Hingga saat ini, saya selalu bingung jika ditanya "lo mau ngapain?", ya ngapain ya? Tidak tahu. Saya hanya menunggu waktu memberi PR kepada saya. Padahal harusnya, saya yang mengejar 'tugas' tersebut. Saya yang harusnya bangun. Saya yang harusnya berkarya dan merintis lagi apa yang telah hilang: kepercayaan diri saya untuk berkarya.
Tidak jarang pertanyaan-pertanyaan membuat saya stress sendiri. Saya tidak tahu bagaimana menjawabnya, karena saya memang tidak tahu saya mau ngapain! Saya hilang kendali, bukan karena orang lain yang hilang, tapi saya yang melenyapkan kendali saya, hingga saya tidak tahu bagaimana caranya mengemudi atas diri saya sendiri.

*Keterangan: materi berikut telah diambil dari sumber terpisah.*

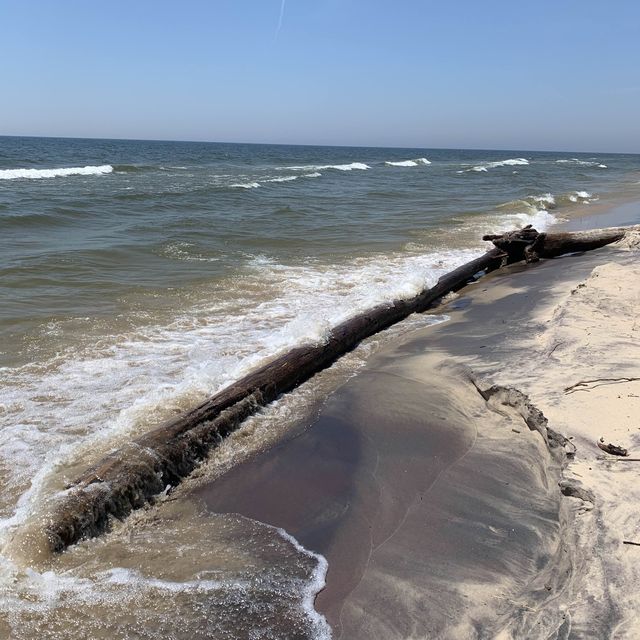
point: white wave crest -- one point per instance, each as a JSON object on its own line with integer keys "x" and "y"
{"x": 360, "y": 166}
{"x": 583, "y": 163}
{"x": 510, "y": 162}
{"x": 281, "y": 179}
{"x": 38, "y": 174}
{"x": 245, "y": 185}
{"x": 580, "y": 196}
{"x": 546, "y": 199}
{"x": 408, "y": 163}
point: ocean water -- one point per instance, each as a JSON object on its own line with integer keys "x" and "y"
{"x": 137, "y": 278}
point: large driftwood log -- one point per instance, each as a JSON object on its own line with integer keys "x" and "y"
{"x": 133, "y": 475}
{"x": 529, "y": 245}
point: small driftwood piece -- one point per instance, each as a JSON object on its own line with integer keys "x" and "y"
{"x": 613, "y": 449}
{"x": 130, "y": 477}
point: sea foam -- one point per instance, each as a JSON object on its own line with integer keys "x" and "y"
{"x": 510, "y": 162}
{"x": 408, "y": 163}
{"x": 359, "y": 166}
{"x": 36, "y": 174}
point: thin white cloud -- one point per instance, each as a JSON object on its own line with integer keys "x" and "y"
{"x": 280, "y": 19}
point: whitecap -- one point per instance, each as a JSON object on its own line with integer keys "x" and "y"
{"x": 281, "y": 179}
{"x": 408, "y": 163}
{"x": 36, "y": 174}
{"x": 500, "y": 163}
{"x": 360, "y": 166}
{"x": 245, "y": 185}
{"x": 582, "y": 163}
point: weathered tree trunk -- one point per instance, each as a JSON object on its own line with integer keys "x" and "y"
{"x": 131, "y": 476}
{"x": 529, "y": 245}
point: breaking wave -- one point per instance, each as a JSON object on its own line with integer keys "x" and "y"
{"x": 35, "y": 174}
{"x": 359, "y": 166}
{"x": 510, "y": 162}
{"x": 583, "y": 163}
{"x": 409, "y": 163}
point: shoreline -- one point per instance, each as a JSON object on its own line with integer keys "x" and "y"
{"x": 249, "y": 488}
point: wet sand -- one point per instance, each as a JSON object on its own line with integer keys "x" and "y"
{"x": 440, "y": 515}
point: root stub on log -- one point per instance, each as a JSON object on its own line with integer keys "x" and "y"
{"x": 133, "y": 475}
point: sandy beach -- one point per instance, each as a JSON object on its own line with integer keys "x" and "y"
{"x": 443, "y": 503}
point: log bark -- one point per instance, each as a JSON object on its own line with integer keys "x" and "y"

Dan saya memilih untuk memendam itu semua sendiri, saya tidak mau kebimbangan saya malah akan menyulitkan siapapun yang berada di sekeliling saya. Kasihan mereka, memikirkan diri mereka sendiri saja sudah pusing, bagaimana jika harus memikirkan saya yang jelas-jelas tidak penting juga untuk dipikirkan hahahah.
Selesai juga berarti sudah settled dengan segala hal personal, termasuk manajemen stress dan pengendalian diri. Hidup akan kebanyakan warna dan naik-turun jika kita terkadang masih berlaku tidak dewasa (baper), moody, dan I-Need-My-Me-Time.Apa yang saya cari? Apa yang saya mau? Apa yang saya inginkan? Bagaimana saya harus menyelesaikan diri saya jika saya belum merasa berguna untuk siapapun hingga saat ini? Bagaimana jika ternyata saya terlalu mencintai diri saya sendiri dalam hal bermalasan tanpa ada harapan untuk maju? Bagaimana jika sekeliling saya tak ada yang bisa membantu saya menemukan jawaban selesai atas kekacauan yang sudah terjadi?